By JULIA DAIA BORE
THERE was excitement in the air as early as 8am yesterday when the fenced-in car park at the Waigani and Supreme Court premises started filling up, The National reports.
It was the first day of a leadership tribunal hearing charges of misconduct in office against Prime Minister Sir Michael Somare, scheduled for 9.30am.
The court’s security personnel were busy at work marking out the parking spaces with signposts and erecting bright orange traffic cones to indicate who should park where. Lines were clearly drawn to indicate where the prime minister and his entourage would park their cars, where the team from the office of the public prosecutor and the Ombudsman Commission was to be accommodated and what was reserved for the public.
Reporters from The National, who had arrived at the courthouse as early as 7.30am, were informed that only 10 seats were reserved for the media in courtroom one (an area which can seat up to 110 people).
Entry was closely monitored with specially designated areas and controlled seating.
Just before 9am, the prime minister arrived under the escort of a single 10-seater police van. Sir Michael walked into the court premises like any ordinary person going to court and entered courtroom one, accompanied by National Alliance general secretary Stephen Pokawin and other party executives.

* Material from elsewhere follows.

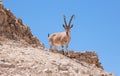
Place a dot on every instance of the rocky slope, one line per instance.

Following them were Public Enterprises Minister Arthur Somare (prime minister’s son) and Betha Somare (who is the prime minister’s daughter and press secretary) in the company of other government ministers and MPs.
Almost two-thirds of the National Executive Council members were present for the opening day of the leadership tribunal yesterday.
At 9.28am, tribunal chairman Roger Gyles and co-judges Sir Bruce Robertson and Sir Robin Auld took up their seats inside the courtroom.
The tribunal was in session at 9.30am.